C.  Points considered by the Committee

 

10. The Committee has considered only the question relating to valuation of  inventory  of  coal  at  stockyard  and  has  not  addressed  any  other accounting issue that may be contained in the facts of the case.

 

11. The Committee notes that the term inventories is defined by AS 2 (revised) as follows:

 

“Inventories are assets:

 

(a)        held for sale in the ordinary course of business;

 

 

(b)        in the process of production for such sale; or

 

(c)        in the form of materials or supplies to be consumed in the production process or in the rendering of services.”

   

12.   The  Committee  is  of  the  view  that  as  per  the  above  definition, inventories  also  include  consumables  held  for  consumption  in  the production process.

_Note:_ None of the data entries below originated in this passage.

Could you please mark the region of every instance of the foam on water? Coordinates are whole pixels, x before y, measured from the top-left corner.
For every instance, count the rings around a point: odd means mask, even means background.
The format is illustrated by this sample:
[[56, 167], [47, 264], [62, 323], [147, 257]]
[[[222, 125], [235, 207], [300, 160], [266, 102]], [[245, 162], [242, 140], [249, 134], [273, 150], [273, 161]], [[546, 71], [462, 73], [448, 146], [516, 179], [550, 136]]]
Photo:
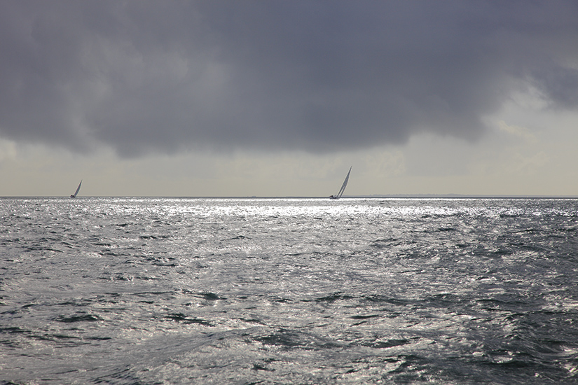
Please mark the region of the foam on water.
[[0, 380], [574, 383], [577, 204], [0, 199]]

Since coal is also a consumable held for consumption in the production of electricity, requirements of AS 2 (revised) also apply to its valuation.

 

13. The Committee notes that paragraph 6 of AS 2 (revised) provides as below:

 

“6. The cost of inventories should comprise all costs of purchase, costs  of  conversion  and  other  costs  incurred  in  bringing  the inventories to their present location and condition.”

 

14. The Committee is of the view that although coal is not of the nature of  raw  material  to  be  converted  into  work-in-progress  and  then  into finished product, yet costs incurred to change the location of coal from one place to another even within the plant and to change its condition to crushed  coal  should  be  included  in  inventory  of  coal  at  the  stockyard. Thus, as the costs relating to Merry-Go-Round system and coal handling plant are incurred to bring the coal to its present location and condition at the coal stockyard, the same should be included in the cost for valuation of coal inventories.

 

15. The  Committee  also  notes  that  paragraph  24  of  AS  2  (revised) provides as below:

 

“24.  Materials and other supplies held for use in the production of inventories are not written down below cost if the finished products in  which  they  will  be  incorporated  are  expected  to  be  sold  at  or above cost. However, when there has been a decline in the price of materials and it is estimated that the cost of the finished products will exceed net realisable value, the materials are written down to net realisable value. In such circumstances, the replacement cost of the materials may be the best available measure of their net realisable value.”

 

16. On the basis of the above, the Committee is of the view that value of  the  inventory  of  coal  in  the  coal  stockyard  should  be  written  down below costs only if (a) the net realisable value on sale of electricity is expected to be below the cost of producing the electricity, and (b) there is a decline in the price (replacement cost) of the coal. Thus, in the view of the  Committee, the  fact  that  the costs  of  MGR/coal  handling plant  are not included as part of variable charges for the purpose of tariff fixation of  electricity,  is not  of  relevance  to  determine  the cost  of  inventory of coal for the purpose of preparation  of financial statements. In case the net realisable value of electricity exceeds its cost of generation calculated from the  accounting  point  of  view  and  the  price  (replacement  cost)  of coal has not declined, valuing inventories of coal at the coal stockyard at cost  inclusive  of  costs  of  MGR/coal  handling  plant  would  not  be  in contravention of AS 2.

 

D. Opinion

 

17.   On the basis of the above, the Committee is of the opinion that the company  should  include  the  costs  relating  to  Merry-Go-Round  system and  coal  handling  plant  for  the  purpose  of  determining  the  cost  of inventories of coal at the coal stockyard.

 

1 Opinion finalised by the Committee on 26.5.2001.